Kelley Harvey has 22 years of teaching experience in the Juneau School District. In that time, she’s held a variety of roles, including classroom teacher, instructional coach, literacy specialist and literacy leader. She currently works at Harborview, where she is a Title 1 teacher. She’s also served at Gastineau, Riverbend and Mendenhall River Community School. She holds a master’s of education from the University of Alaska Southeast and a bachelor’s degree from Eastern Washington University. She holds several certifications covering a variety of topics. She is a certified Restorative Practices trainer.
She told the committee that she loves Harborview School and wants to continue the good work going on there. “Through my reading work, I’ve provided a lot of professional development and that’s a part that I’ve really enjoyed,” she said.
Kelly Stewart has 20 years of experience in special education. She’s been working in the Juneau School District since 2013. She is currently a special education teacher at Glacier Valley School, where she works with students in kindergarten and first grade. Prior to that, she was a special education teacher in Surprise, Phoenix and Yuma, Arizona. She’s also worked as a paraprofessional for special needs students. She is a graduate of Northern Arizona University and will receive her master’s of educational leadership from the University of Alaska Southeast in June.
“I want to be a fluid part of the school community,” she told the committee. She said she is interested in the principal role as a way to build her own growth, support others and support student achievement.

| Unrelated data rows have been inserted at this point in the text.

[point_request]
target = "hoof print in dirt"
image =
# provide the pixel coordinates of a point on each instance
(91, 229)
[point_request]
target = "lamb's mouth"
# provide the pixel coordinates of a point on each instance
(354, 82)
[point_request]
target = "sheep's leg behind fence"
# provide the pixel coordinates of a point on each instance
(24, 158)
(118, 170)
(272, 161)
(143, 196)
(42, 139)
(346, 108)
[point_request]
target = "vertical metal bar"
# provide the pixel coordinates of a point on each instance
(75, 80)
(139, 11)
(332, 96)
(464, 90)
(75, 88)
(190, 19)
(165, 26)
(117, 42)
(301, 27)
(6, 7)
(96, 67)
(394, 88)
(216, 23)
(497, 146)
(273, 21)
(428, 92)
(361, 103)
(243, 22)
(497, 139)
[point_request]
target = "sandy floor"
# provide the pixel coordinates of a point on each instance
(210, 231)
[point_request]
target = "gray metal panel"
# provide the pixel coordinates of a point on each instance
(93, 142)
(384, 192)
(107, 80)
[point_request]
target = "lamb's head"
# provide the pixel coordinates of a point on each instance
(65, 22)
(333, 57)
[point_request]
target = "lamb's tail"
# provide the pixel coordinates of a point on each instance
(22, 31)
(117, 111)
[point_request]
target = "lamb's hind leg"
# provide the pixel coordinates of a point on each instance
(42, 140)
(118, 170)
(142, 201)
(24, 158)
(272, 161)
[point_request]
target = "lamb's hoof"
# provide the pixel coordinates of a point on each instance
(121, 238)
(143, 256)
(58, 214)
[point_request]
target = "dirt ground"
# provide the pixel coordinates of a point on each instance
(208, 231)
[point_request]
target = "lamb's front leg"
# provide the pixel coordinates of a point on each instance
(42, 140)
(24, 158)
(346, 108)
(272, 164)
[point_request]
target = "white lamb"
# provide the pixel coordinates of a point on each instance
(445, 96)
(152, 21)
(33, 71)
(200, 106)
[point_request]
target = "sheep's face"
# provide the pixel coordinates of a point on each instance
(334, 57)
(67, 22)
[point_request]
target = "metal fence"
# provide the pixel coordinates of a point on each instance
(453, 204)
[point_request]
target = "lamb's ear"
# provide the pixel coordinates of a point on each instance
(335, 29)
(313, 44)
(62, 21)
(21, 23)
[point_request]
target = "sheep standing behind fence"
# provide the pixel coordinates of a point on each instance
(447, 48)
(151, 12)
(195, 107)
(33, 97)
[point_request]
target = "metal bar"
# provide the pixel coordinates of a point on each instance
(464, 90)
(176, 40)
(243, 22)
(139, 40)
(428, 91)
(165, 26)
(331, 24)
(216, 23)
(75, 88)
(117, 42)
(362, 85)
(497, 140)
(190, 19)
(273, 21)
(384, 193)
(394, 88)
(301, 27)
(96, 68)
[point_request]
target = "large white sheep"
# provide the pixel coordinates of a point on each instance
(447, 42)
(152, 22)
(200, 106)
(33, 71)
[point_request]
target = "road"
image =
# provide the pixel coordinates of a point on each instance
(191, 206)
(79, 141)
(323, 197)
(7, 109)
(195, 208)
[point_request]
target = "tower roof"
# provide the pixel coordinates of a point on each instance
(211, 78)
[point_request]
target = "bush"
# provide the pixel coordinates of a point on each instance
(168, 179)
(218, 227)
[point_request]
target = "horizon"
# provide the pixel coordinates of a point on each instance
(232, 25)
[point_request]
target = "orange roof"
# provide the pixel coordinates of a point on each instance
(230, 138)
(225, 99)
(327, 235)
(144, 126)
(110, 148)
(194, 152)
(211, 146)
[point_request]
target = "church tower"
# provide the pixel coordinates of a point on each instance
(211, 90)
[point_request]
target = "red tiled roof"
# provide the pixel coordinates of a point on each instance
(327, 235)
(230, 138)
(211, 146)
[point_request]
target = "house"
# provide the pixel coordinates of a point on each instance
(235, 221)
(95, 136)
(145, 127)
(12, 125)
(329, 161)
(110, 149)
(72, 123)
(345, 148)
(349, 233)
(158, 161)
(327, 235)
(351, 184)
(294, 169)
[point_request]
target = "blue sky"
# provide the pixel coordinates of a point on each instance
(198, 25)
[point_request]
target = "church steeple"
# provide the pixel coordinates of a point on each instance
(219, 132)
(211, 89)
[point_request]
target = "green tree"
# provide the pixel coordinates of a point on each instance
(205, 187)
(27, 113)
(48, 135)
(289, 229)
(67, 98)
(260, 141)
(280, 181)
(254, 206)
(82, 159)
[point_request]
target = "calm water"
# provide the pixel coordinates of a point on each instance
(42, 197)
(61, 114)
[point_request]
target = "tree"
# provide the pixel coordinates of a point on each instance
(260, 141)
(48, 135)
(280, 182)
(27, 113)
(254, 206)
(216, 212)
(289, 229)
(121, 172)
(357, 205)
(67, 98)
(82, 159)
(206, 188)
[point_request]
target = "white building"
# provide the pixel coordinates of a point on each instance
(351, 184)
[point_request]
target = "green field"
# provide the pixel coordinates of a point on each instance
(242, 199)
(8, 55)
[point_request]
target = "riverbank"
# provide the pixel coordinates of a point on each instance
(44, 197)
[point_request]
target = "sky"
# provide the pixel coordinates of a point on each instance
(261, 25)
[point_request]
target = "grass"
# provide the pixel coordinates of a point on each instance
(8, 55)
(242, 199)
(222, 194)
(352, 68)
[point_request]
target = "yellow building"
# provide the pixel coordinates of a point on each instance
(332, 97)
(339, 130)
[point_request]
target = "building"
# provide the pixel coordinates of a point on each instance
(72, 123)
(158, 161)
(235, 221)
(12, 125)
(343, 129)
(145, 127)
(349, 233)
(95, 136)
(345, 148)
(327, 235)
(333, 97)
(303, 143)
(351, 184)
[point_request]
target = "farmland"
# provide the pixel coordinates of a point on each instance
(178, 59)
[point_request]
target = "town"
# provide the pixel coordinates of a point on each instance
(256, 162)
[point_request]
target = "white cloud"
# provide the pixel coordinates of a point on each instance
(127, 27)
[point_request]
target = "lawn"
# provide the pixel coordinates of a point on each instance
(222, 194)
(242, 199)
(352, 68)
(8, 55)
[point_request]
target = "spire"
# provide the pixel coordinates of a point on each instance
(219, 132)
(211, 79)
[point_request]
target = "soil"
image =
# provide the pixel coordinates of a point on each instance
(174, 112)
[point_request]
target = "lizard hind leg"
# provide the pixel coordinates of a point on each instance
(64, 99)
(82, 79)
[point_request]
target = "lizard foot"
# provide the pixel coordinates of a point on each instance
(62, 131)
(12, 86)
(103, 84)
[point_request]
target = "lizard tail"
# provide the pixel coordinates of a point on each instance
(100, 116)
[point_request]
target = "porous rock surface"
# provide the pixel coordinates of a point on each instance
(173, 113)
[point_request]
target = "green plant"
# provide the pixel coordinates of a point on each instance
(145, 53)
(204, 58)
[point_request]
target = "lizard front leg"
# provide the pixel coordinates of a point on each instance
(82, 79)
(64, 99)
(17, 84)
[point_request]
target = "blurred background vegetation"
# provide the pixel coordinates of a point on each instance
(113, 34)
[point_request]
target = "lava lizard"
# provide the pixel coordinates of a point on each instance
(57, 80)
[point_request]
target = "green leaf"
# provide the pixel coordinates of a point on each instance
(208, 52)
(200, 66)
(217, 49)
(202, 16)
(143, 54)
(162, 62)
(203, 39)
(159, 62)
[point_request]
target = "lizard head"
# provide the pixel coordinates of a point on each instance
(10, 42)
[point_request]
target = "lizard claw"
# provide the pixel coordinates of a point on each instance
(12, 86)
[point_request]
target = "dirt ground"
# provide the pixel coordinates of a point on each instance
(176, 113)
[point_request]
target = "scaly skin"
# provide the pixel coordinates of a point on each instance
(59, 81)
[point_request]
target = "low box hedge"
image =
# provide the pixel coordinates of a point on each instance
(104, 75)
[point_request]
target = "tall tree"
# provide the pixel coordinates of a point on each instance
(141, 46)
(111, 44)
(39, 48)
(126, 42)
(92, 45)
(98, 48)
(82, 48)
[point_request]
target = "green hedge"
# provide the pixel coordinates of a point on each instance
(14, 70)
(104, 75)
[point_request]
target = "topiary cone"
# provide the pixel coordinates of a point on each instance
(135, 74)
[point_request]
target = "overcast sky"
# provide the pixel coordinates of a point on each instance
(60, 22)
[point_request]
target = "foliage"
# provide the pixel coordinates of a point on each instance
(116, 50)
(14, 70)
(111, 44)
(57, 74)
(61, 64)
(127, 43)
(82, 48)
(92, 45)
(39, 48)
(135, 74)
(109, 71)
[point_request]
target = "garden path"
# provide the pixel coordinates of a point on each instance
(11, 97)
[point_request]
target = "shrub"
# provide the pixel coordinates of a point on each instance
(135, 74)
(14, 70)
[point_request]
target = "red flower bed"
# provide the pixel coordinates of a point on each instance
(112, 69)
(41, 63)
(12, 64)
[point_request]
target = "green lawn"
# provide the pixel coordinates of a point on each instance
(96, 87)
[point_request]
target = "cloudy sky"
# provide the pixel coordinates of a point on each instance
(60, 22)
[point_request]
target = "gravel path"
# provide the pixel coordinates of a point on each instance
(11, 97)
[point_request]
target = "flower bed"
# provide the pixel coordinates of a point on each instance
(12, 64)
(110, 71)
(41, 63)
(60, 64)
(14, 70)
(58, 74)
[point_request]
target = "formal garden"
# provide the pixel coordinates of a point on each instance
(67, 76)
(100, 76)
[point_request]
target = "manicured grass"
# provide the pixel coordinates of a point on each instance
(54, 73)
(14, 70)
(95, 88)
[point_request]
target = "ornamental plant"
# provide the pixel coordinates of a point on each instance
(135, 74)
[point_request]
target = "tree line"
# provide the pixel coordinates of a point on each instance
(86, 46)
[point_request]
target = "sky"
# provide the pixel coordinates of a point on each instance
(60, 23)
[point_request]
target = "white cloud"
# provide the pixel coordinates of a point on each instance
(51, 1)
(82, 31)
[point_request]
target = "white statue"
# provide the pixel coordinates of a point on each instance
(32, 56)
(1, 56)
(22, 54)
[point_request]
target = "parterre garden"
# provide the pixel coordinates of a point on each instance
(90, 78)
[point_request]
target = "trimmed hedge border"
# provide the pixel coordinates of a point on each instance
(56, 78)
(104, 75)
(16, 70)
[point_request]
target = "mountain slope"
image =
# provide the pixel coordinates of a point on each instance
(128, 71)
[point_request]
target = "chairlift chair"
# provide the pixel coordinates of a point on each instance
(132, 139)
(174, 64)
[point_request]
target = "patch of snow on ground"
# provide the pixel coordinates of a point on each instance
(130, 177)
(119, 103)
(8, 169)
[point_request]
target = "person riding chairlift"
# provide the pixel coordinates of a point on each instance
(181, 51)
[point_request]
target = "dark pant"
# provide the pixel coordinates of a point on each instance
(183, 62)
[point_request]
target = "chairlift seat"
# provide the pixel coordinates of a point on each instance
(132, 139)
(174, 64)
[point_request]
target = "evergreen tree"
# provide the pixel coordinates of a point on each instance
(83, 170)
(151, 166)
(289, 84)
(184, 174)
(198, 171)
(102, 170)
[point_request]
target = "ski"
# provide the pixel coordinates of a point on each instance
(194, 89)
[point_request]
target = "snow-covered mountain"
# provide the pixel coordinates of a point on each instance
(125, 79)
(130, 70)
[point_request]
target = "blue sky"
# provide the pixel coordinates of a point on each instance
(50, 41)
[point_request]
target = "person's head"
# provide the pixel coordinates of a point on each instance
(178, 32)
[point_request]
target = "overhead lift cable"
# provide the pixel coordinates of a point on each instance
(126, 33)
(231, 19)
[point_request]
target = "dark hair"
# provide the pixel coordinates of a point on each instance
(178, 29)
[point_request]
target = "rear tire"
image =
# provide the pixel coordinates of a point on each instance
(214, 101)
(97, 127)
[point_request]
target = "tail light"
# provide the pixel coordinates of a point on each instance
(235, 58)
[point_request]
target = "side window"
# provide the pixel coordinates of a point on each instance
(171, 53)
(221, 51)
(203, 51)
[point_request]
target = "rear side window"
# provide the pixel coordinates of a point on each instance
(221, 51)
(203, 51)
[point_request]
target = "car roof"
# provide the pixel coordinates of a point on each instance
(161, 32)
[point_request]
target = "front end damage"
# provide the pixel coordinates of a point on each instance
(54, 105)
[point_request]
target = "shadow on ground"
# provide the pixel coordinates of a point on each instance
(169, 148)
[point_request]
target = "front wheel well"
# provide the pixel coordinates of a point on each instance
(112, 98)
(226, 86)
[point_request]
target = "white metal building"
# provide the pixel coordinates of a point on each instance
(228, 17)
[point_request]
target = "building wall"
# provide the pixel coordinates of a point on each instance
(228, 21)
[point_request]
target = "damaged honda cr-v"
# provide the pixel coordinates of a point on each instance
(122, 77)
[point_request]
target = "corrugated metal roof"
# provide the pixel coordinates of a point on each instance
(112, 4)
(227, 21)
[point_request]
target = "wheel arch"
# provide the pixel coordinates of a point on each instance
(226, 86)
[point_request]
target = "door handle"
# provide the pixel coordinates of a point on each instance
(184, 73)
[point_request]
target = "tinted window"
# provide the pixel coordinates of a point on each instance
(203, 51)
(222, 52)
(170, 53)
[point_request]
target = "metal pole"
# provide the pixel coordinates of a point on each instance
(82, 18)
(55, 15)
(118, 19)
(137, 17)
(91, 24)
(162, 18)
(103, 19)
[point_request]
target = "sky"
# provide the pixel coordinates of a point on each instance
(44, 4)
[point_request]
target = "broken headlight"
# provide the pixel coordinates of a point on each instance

Sally Benedict is currently a principal in Napakiak, Alaska. She has also served as a principal in Goodnews Bay and as an assistant principal at Nelson Island School in Toksook Bay, Alaska. Prior to working as a school administrator, she was an elementary school teacher in Lansing, Michigan and Detroit Public Schools. She has two bachelor’s degrees—one in liberal arts and one in social studies, both earned at Concordia University. She holds an Elementary School Administration Certificate from the University of Michigan and a master’s of public administration from the University of Michigan. In 2008, she became a board-certified teacher.
She told the committee that she is interested in the Juneau position because it is beautiful yet less remote than her current location. She said that she’s interested in working in a school that serves students from kindergarten to fifth grade. She told the committee that the relationships she develops with her staff are her greatest strength.
Adriana Northcutt is currently the Assistant Principal at Thunder Mountain High School. Prior to that she taught science and other electives at TMHS and served as the Camp Invention Director and as the director of other science-based camps. She also taught math and science at Floyd Dryden Middle School. She’s coached volleyball, has served as an advisor for many student groups and participated in a variety of training and leadership opportunities, including the Alaska School Leadership Academy and the Our Cultural Landscape program through Sealaska.
She holds a master’s of educational leadership degree from the University of Southeast Alaska and a bachelor’s degree from Montana State University.
“I’m committed to a model of team collaboration and restorative justice practices to help students learn self-regulation practices and self-advocacy skills,” she said.
She told the committee that she’s ready to make the leap from secondary education to elementary school because she sees elementary school as the critical window where students learn important skills that lead to a lifetime of success.